Die wandernden Clubkollektive Berlins: „Natürlich erhoffen wir uns dadurch auch, eine größere Zielgruppe anzusprechen“
Sicher gibt es sie, die exklusiven Partys, die nur clubspezifisch funktionieren, da sie letztlich untrennbar mit der DNA der Location verwachsen sind. Die Klubnacht im Berghain zählt genauso dazu wie der Carneball Bizarre im KitKat Club. Doch die Szene scheint sich dahingehend zu verändern. Auch Jonas Purrucker sieht aktuelle Entwicklungen als Auslöser für den rasanten Anstieg clubunspezifischer Kollektive: „Besonders eine neue Generation von Raver:innen trägt dazu bei. Sie orientieren sich nicht mehr am Stammpublikum, welches für bestimmte Clubs steht, sondern richten sich lieber nach dem Vibe verschiedener Partyreihen.“ Außerdem könne man durch den ständigen Wechsel mit Raum, Sound, Licht und Publikum experimentieren. „Natürlich erhoffen wir uns dadurch auch, eine größere Zielgruppe anzusprechen“, sagt Mika Heggemann weiter.

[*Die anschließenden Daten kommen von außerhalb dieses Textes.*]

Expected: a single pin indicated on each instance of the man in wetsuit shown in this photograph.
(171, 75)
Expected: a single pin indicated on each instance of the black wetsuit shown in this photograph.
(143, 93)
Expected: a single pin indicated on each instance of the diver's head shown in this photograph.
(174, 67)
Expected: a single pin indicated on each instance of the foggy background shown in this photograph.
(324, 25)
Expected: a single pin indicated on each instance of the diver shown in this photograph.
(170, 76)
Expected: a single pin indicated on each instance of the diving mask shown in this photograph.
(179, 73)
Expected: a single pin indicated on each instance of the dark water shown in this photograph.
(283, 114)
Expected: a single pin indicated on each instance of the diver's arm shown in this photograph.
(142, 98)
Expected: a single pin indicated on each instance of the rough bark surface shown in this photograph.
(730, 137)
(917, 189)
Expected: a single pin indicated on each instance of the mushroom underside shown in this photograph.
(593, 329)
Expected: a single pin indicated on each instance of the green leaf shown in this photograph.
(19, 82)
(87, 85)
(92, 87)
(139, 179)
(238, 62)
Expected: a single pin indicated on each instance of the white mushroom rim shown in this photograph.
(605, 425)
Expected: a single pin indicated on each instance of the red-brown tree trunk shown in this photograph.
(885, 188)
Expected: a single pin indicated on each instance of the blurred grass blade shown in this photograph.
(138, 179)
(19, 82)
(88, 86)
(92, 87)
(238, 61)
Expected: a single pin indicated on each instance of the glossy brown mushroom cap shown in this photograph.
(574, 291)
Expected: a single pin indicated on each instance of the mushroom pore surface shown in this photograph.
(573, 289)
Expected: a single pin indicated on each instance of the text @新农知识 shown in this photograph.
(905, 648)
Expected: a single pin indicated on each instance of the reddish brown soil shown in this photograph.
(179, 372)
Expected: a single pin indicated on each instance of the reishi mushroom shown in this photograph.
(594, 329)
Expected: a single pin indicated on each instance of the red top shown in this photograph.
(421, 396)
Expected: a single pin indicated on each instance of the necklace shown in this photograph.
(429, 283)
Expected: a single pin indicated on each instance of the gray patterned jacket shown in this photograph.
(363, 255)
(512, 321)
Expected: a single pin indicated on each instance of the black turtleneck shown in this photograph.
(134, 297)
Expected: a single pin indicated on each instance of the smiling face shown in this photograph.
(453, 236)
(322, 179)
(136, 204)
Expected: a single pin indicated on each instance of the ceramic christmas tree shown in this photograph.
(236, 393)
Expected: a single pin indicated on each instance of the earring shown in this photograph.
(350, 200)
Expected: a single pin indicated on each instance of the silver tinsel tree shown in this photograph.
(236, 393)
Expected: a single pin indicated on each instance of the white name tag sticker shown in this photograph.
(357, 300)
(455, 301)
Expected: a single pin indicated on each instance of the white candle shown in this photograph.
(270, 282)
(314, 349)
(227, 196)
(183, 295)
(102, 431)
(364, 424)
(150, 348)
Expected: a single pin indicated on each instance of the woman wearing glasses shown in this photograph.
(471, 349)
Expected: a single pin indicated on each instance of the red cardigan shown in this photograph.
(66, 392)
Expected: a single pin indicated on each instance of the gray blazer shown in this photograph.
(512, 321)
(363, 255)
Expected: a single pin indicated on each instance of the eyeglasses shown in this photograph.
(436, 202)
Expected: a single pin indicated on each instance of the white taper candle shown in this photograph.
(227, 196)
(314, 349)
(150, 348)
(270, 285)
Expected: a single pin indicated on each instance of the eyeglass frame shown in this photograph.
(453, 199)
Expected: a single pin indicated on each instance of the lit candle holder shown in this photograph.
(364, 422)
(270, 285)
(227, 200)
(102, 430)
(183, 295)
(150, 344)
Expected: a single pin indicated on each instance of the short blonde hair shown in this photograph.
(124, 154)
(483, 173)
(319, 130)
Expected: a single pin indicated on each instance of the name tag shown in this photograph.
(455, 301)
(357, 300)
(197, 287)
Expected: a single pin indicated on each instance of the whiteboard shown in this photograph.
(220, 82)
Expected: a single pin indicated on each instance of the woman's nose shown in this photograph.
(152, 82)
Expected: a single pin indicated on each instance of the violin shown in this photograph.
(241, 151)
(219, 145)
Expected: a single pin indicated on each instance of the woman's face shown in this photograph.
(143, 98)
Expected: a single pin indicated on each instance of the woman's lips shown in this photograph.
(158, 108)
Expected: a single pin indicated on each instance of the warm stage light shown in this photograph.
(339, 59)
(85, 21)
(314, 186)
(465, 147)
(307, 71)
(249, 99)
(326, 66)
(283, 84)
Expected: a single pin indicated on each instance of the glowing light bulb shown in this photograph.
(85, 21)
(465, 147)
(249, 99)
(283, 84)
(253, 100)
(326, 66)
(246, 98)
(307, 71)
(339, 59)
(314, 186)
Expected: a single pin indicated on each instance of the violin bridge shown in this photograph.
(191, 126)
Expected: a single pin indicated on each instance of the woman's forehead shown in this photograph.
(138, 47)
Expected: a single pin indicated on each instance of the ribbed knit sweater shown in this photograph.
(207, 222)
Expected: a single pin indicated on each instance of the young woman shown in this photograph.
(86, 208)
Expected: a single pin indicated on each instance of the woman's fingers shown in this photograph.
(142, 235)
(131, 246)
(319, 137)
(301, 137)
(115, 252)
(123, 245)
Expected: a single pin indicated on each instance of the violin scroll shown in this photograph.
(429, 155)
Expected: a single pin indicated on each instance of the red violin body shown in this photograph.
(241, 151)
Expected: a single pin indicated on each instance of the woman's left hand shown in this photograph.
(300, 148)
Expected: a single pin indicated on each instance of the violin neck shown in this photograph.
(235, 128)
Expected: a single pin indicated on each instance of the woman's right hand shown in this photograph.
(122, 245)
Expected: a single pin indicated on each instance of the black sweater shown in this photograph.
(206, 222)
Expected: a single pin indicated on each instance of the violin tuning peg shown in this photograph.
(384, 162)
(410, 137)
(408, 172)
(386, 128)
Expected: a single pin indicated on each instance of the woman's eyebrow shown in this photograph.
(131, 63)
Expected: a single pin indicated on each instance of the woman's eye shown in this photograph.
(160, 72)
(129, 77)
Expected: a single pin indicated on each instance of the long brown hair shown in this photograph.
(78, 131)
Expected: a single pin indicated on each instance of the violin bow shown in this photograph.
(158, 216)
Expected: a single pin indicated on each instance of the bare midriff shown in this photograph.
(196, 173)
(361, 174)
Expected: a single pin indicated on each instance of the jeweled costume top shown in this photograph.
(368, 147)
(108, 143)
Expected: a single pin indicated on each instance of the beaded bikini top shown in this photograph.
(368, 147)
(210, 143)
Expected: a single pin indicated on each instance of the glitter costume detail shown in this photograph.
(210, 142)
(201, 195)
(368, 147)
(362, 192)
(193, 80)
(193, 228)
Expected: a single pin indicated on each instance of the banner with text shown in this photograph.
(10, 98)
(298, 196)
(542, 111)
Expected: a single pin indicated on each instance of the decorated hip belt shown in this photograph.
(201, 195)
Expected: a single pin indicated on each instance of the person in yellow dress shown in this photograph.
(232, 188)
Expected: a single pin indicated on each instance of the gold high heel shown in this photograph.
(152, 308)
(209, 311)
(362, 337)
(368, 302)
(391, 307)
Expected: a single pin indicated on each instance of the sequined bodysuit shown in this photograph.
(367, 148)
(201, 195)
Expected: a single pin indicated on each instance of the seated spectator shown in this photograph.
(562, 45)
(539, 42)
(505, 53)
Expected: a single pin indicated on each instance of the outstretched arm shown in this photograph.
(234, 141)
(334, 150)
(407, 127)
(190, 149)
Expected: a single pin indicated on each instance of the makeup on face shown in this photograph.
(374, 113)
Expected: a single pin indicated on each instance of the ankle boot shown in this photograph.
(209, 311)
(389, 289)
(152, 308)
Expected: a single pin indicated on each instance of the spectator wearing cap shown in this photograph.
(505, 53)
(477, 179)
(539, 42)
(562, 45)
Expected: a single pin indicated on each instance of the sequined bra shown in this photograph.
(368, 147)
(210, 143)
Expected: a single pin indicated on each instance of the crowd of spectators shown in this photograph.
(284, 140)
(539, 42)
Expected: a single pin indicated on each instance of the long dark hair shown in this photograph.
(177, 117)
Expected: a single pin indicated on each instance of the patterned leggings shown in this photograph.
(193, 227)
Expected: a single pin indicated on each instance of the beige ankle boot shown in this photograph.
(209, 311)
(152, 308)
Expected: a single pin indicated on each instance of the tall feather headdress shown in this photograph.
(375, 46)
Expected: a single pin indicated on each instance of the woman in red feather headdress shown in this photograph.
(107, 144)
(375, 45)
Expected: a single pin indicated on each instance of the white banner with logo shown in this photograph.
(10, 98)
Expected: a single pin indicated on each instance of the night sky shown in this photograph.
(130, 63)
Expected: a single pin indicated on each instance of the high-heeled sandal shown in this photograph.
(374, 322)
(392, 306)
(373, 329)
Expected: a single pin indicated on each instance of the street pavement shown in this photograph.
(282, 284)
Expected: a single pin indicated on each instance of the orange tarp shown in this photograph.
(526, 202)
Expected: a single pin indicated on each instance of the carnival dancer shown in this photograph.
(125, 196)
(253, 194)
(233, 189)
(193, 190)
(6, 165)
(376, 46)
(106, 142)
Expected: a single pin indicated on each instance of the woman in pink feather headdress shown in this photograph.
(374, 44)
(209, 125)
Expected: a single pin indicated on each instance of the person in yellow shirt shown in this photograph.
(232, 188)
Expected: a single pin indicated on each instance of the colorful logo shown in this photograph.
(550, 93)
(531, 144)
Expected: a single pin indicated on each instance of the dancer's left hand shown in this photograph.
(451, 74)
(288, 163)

Hinzu kommen praktische Komponenten: Der Berliner Clubkalender ist voll. Die meisten Clubs vergeben ihre Wochenendnächte an mehrere Veranstalter:innen – mitunter Monate im Voraus. Wer nicht Teil des festen Clubpersonals ist, bekommt meist nur sporadisch Termine. Daher wählen viele Kollektive den Weg der Rotation. Heute im Revier Südost, morgen in der Else, übermorgen vielleicht sogar in einem leerstehenden Industriegebäude.
Die Mobilität der Clubkollektive als Zeichen einer dynamischen, unabhängigen Szene, die sich ständig neu erfindet
Fragt man Timm Mühlenberg vom Kollektiv Heisss nach weiteren Ursachen, nennt er auch wirtschaftliche Gründe: „Wir haben im Humboldthain Club gestartet, aber als wir wegen Kapazitätsgründen fast 50 Prozent der Leute an der Tür abweisen mussten, haben wir uns entschieden, den nächsten Schritt zu wagen. Wir sind dann in die Münze weitergezogen, ins Revier Südost und in die Else. Ganz nach dem Motto: Höher, schneller, weiter“, grinst er. Was dann passierte, sei wie ein Dominoeffekt gewesen, denn weitere Clubs wurden auf den Erfolg der Partyreihe aufmerksam und fragten das Kollektiv für Partynächte an. „Das Watergate zum Beispiel wollte, dass wir eine Party bei ihnen ausrichten“, so Mühlenberg. Mit einem Sound, der sich zwischen Techno, House und progressive House bewegt, veranstaltet Heisss mittlerweile auch in München, Hamburg, sogar Asien.
Doch wie stehen eigentlich die Clubs dazu? Authentizität wird in der Szene schließlich großgeschrieben, da ist Clubhopping nicht unbedingt im Sinne der Venues: „Wenn die Partys gut laufen und ein großes Publikum anziehen, dann wünschen sich die Clubs natürlich Exklusivität“, erklärt Mühlenberg weiter. Sind Clubkollektive deswegen als Zeichen wachsender Unverbindlichkeit im Berliner Nachtleben zu deuten? Nein. Vielmehr geht es hierbei um den Ausdruck einer dynamischen, unabhängigen Szene, die sich ständig neu erfindet. Und das ist in einer Clublandschaft, die mittlerweile ständigen Bedrohungen ausgesetzt ist, auch notwendig, wie Jonas Purrucker von Polyamor betont: „Indirekt haben die Wechsel auch etwas mit den Clubschließungen zutun. Durch die Planung der A100 ist der Club Ost bedroht, der Lokschuppen würde mit der Beseitigung des RAW-Geländes wegfallen. Da ist es schon besser, wenn man sich nicht nur auf eine Location fokussiert.“
So könnte man es deuten: Die Mobilität der Clubkollektive ist Teil des kreativen Widerstands gegen Gentrifizierung, Kommerzialisierung und kulturelle Monotonie. Sie halten die Szene offen, vielfältig und in Bewegung – genau das, was Berlin seit jeher auszeichnet.